I am trying to work through Diamond and Shurman's A First Course in Modular Forms but am stuck in one of the exercises. Exercise 5.11.2 asks us to show that given a normalized eigenform $f\in S_k(\Gamma_1(N))$ with eigenvalues $a_p$ for Hecke operators $T_p$, $f$ has eigenvalue $\overline{a_p }$ under the adjoint $T_p^*$ with respect to the Petersson inner product.
Assuming that $T_p^*f= b_p f$, we see that $a_p||f||^2 = \langle a_pf,f\rangle = \langle T_pf,f\rangle = \langle f,T_p^*f\rangle = \langle f,b_pf\rangle=\overline{b_p}||f||^2$, which gives us $b_p = \overline{a_p}$ as needed. However, I do not see why $f$ has to be an eigenvector for the operators $T_p^*$ for all $p$.

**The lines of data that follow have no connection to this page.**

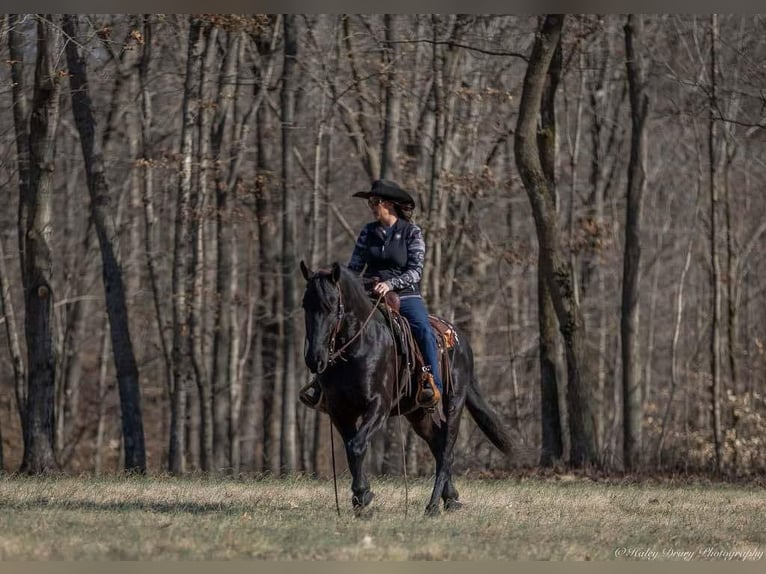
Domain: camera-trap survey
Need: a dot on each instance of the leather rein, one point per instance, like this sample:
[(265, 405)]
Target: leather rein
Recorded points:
[(335, 355)]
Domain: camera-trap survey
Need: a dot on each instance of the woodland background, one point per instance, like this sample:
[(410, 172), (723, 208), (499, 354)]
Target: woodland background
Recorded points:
[(163, 175)]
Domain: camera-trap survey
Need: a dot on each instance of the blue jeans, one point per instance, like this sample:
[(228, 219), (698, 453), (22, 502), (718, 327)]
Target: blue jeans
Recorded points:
[(414, 310)]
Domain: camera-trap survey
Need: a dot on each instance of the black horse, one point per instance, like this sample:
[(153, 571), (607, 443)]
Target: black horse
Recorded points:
[(361, 388)]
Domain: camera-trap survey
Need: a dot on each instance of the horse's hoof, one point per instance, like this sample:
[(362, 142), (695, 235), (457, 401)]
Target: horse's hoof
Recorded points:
[(432, 510), (362, 513), (359, 502)]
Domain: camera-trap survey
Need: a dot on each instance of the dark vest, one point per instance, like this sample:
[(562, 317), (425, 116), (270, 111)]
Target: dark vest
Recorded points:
[(387, 258)]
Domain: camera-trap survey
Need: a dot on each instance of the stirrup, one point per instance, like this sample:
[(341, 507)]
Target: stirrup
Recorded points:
[(312, 396), (428, 395)]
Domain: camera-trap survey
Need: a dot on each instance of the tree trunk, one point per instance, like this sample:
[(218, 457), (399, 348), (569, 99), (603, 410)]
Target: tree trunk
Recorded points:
[(151, 243), (557, 274), (8, 314), (182, 341), (632, 405), (21, 126), (389, 168), (289, 212), (552, 445), (38, 260), (114, 287), (715, 279)]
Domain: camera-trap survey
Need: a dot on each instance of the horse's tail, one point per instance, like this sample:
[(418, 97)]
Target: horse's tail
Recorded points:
[(488, 421)]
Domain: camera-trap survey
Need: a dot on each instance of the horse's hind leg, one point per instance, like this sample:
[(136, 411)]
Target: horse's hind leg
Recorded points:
[(445, 455)]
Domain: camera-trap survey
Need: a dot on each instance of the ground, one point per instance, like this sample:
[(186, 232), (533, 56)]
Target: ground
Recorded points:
[(566, 518)]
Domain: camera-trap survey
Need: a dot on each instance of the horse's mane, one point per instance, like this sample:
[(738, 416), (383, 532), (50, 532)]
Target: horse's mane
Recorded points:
[(351, 285)]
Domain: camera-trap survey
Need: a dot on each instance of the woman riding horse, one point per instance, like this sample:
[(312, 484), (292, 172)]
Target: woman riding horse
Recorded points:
[(391, 252)]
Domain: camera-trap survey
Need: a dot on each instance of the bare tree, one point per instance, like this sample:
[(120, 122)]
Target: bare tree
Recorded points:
[(631, 361), (38, 257), (550, 347), (183, 265), (715, 276), (112, 272), (555, 270), (289, 211)]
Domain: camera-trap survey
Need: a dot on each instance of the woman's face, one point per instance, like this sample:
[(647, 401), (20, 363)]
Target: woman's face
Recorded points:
[(380, 207)]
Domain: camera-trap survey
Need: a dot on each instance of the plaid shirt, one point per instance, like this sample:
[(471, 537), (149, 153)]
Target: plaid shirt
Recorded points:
[(396, 257)]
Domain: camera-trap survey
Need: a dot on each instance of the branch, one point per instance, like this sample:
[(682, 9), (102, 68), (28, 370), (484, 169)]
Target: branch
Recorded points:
[(453, 44)]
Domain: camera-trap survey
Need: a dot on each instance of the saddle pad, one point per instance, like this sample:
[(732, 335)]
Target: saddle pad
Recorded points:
[(445, 331)]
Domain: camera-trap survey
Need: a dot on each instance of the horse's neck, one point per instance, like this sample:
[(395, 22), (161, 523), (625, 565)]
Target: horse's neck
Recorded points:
[(356, 303)]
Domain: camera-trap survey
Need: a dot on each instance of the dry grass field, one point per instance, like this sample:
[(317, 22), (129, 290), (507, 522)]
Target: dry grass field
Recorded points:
[(159, 518)]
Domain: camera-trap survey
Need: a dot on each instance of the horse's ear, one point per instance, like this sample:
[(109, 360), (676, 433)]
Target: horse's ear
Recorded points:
[(335, 272), (305, 270)]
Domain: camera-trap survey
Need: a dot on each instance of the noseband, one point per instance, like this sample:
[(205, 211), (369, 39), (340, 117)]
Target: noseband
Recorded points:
[(340, 313)]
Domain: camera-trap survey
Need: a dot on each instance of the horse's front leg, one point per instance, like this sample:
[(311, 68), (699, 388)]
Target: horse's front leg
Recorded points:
[(356, 450), (360, 487), (372, 419)]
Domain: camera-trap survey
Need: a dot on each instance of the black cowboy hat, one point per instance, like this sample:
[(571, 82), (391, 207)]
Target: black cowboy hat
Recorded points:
[(389, 190)]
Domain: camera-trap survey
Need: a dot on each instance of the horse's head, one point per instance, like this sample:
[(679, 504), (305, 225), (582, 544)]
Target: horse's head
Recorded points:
[(323, 310)]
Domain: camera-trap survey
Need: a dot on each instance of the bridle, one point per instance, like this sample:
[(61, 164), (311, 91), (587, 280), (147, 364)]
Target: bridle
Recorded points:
[(340, 313)]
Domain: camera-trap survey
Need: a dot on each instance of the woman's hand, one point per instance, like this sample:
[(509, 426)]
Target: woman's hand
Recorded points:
[(381, 288)]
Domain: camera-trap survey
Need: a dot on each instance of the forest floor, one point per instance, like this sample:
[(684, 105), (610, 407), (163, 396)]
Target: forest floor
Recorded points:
[(156, 518)]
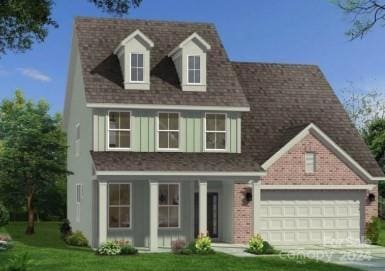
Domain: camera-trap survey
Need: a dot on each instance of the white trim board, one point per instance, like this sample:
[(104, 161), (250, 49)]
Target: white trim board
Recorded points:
[(168, 107), (314, 130), (180, 173), (317, 187)]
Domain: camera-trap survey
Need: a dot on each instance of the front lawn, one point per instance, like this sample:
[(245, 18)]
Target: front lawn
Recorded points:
[(50, 253), (381, 238)]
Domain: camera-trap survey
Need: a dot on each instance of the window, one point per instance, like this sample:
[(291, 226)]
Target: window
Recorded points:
[(215, 130), (194, 69), (309, 162), (169, 205), (77, 140), (119, 205), (137, 67), (168, 131), (79, 196), (119, 130)]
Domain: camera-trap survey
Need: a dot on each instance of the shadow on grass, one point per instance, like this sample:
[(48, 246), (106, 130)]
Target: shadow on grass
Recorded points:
[(47, 235)]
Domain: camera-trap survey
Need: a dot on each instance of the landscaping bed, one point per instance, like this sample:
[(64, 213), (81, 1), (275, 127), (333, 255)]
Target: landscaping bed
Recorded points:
[(49, 252)]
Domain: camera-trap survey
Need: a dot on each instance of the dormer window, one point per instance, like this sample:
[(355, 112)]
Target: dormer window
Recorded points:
[(190, 58), (194, 69), (134, 58), (137, 67)]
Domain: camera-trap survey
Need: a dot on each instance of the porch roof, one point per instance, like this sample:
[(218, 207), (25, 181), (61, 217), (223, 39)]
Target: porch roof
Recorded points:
[(175, 162)]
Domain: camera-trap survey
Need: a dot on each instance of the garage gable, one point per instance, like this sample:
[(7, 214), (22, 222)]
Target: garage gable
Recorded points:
[(287, 167)]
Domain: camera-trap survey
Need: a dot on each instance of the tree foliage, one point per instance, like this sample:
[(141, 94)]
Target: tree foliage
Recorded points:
[(366, 14), (24, 22), (32, 153)]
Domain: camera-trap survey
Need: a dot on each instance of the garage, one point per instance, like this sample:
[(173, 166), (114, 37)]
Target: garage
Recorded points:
[(311, 217)]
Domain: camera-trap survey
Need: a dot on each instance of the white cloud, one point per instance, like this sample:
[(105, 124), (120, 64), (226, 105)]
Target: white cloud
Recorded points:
[(35, 74), (3, 72)]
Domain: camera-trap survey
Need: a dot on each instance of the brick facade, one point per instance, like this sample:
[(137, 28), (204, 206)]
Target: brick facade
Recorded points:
[(290, 170)]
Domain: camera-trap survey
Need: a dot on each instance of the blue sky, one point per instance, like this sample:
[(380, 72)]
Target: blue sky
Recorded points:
[(295, 31)]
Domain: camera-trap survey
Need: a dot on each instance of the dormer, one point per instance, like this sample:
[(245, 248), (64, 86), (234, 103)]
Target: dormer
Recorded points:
[(134, 58), (190, 58)]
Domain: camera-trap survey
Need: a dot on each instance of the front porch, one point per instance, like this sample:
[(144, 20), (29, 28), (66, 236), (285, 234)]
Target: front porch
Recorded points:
[(160, 211)]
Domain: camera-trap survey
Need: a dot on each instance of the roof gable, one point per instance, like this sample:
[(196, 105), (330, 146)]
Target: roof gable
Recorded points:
[(284, 99), (137, 34), (103, 77), (194, 37), (327, 142)]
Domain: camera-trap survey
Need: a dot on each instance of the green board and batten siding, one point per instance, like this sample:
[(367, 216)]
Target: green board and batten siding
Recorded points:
[(143, 130)]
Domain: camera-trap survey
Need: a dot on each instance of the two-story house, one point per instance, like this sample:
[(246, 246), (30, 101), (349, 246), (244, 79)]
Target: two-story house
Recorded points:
[(168, 138)]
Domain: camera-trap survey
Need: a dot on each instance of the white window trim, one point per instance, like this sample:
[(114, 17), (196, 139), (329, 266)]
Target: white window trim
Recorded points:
[(78, 201), (312, 168), (200, 71), (108, 208), (179, 207), (77, 140), (157, 132), (108, 131), (130, 69), (205, 132)]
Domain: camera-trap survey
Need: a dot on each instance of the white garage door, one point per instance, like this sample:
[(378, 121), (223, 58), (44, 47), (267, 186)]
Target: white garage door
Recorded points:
[(310, 221)]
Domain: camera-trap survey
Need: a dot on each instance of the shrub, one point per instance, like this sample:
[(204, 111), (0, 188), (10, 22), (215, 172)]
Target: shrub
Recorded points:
[(109, 248), (5, 242), (258, 246), (4, 215), (128, 249), (77, 239), (19, 263), (373, 231), (177, 246), (203, 245), (65, 228)]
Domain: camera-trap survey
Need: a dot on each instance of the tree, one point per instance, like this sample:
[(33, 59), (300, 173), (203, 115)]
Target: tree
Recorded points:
[(363, 106), (23, 22), (33, 151), (366, 14)]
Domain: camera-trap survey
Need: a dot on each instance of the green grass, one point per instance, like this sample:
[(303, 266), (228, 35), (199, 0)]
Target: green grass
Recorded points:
[(49, 252), (381, 238)]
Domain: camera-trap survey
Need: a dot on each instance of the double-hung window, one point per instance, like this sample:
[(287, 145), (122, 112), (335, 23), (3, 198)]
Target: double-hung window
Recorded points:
[(169, 205), (168, 131), (215, 132), (310, 160), (194, 69), (119, 205), (119, 130), (137, 67), (77, 140), (79, 196)]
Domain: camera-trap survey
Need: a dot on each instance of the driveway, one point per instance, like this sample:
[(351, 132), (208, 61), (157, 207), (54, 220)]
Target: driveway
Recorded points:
[(364, 257)]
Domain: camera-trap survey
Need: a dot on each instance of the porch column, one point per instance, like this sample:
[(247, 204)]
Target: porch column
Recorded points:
[(256, 190), (202, 207), (154, 191), (103, 220)]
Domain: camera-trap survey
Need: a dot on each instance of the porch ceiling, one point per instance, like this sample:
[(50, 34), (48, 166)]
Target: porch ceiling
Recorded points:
[(176, 163)]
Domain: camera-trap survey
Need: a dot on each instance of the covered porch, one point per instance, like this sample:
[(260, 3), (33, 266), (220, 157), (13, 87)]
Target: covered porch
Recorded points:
[(167, 206)]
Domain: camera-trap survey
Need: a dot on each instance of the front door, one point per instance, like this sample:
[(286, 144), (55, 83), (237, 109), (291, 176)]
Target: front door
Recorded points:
[(212, 214)]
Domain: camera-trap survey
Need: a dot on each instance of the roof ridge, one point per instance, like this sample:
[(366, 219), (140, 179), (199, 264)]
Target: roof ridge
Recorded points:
[(77, 18)]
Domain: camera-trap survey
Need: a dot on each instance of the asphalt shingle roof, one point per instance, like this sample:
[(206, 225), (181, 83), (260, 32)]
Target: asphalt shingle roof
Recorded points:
[(154, 161), (103, 79), (283, 100)]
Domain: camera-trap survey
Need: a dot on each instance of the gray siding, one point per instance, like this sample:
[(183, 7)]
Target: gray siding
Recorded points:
[(143, 131), (80, 166)]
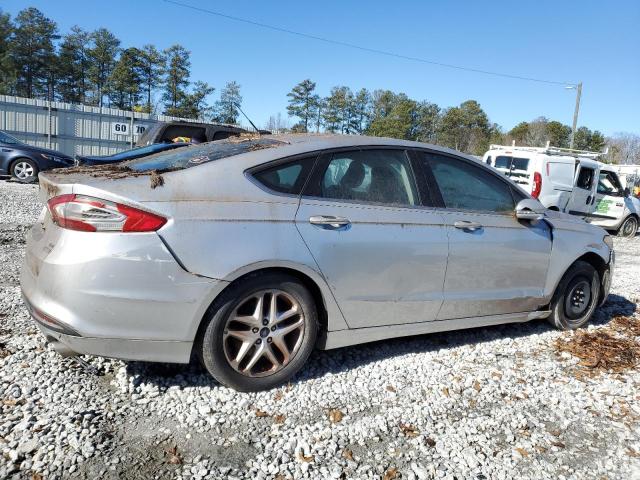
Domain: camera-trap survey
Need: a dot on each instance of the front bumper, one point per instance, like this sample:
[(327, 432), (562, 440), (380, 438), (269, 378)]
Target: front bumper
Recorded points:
[(113, 295)]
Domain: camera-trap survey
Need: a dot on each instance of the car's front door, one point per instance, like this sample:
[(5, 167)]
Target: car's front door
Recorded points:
[(382, 252), (610, 200), (497, 264), (583, 197)]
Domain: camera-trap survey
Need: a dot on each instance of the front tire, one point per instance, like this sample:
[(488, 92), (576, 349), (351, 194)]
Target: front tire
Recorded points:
[(24, 170), (576, 297), (629, 227), (260, 332)]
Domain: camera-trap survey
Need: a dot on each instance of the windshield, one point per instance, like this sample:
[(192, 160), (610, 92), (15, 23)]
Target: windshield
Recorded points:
[(512, 163), (6, 138), (198, 154), (148, 150)]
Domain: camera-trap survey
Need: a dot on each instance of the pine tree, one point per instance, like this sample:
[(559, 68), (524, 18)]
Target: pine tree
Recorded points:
[(176, 79), (226, 109), (103, 60), (73, 65), (8, 73), (303, 103), (123, 85), (32, 52), (152, 64)]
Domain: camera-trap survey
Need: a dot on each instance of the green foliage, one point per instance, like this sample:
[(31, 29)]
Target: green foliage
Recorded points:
[(151, 70), (32, 52), (123, 85), (303, 103), (585, 139), (102, 56), (176, 80), (73, 65), (226, 109), (8, 72)]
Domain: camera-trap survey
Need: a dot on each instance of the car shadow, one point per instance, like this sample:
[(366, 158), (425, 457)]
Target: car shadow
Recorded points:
[(331, 362)]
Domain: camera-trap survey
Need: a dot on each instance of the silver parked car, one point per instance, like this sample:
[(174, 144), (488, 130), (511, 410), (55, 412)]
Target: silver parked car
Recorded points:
[(249, 253)]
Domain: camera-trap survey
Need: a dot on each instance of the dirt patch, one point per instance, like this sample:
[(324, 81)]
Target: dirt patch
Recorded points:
[(609, 349), (156, 180)]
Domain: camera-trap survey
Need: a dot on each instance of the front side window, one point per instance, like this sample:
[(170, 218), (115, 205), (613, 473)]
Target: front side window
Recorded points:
[(585, 178), (286, 178), (609, 184), (8, 139), (376, 176), (468, 187)]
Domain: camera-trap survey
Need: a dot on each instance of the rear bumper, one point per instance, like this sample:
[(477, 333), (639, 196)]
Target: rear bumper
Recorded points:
[(113, 295)]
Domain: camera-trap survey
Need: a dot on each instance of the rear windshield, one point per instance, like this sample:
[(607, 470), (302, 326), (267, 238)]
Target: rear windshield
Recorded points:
[(199, 154), (512, 163)]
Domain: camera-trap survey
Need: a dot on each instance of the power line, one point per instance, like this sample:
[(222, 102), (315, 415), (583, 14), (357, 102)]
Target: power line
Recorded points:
[(365, 49)]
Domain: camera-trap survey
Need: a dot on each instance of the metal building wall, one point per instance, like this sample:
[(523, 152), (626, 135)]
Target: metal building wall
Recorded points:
[(71, 128)]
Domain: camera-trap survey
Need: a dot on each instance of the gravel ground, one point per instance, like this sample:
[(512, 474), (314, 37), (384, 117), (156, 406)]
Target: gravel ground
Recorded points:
[(494, 402)]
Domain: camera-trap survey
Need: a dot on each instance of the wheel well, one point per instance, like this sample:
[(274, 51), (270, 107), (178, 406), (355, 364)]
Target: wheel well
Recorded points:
[(307, 281), (16, 160)]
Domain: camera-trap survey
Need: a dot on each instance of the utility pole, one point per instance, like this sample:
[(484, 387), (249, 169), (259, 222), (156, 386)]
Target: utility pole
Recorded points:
[(575, 113)]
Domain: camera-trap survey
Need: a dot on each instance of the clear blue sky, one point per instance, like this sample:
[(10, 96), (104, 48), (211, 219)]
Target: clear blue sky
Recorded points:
[(591, 41)]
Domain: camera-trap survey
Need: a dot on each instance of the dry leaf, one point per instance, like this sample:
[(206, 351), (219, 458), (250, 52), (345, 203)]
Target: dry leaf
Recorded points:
[(409, 430), (335, 415), (303, 458), (390, 474), (348, 454), (173, 457)]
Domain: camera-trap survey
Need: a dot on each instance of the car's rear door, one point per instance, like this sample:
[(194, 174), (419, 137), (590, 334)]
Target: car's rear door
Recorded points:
[(583, 197), (382, 251), (497, 264)]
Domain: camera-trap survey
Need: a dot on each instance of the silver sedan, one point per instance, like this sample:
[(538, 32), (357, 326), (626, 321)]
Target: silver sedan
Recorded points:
[(249, 253)]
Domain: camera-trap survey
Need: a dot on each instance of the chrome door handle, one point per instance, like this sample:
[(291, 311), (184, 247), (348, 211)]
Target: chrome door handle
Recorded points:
[(329, 221), (464, 225)]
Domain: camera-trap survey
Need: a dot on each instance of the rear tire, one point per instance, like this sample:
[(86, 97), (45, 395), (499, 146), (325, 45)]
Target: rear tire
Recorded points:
[(576, 297), (243, 325), (24, 170), (629, 227)]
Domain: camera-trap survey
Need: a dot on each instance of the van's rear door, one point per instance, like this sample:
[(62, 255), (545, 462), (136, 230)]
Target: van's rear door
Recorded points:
[(583, 198)]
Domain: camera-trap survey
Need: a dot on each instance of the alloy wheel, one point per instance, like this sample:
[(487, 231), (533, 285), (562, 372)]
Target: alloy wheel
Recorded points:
[(263, 333), (23, 170)]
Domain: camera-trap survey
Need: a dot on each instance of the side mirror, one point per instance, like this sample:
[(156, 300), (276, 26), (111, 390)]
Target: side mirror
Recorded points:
[(529, 209)]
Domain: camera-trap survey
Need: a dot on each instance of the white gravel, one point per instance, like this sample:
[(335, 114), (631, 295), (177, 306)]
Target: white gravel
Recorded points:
[(489, 403)]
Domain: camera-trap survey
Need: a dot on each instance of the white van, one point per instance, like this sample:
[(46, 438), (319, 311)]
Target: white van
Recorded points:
[(570, 181), (561, 179), (616, 209)]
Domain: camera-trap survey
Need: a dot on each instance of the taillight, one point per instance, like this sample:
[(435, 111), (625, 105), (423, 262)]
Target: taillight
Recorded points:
[(88, 214), (537, 185)]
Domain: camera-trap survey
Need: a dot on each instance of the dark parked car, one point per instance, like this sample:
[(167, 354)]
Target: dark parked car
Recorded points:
[(132, 154), (165, 132), (23, 162)]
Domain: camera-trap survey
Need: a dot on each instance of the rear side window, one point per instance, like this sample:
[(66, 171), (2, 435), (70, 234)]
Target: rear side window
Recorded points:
[(198, 154), (585, 178), (370, 176), (286, 178), (467, 187)]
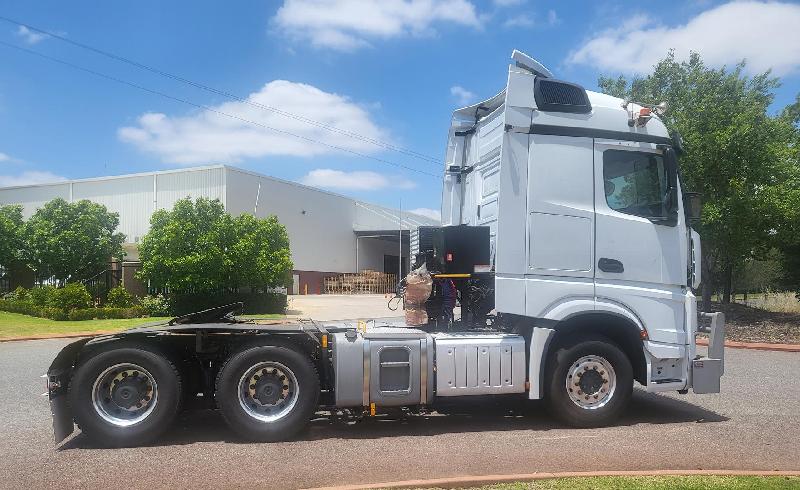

For $p\nmid N$, $T_p^* = \langle p\rangle^{-1}T_p$, and since $f$ is an eigenvector for both $\langle p\rangle$ and $T_p$, so in this case I can see that $f$ is an eigenform. But what about the case $p\mid N$? The given hint just assumes that $T_p^*f= b_p f$ for all $p$ and proceeds as in the last paragraph.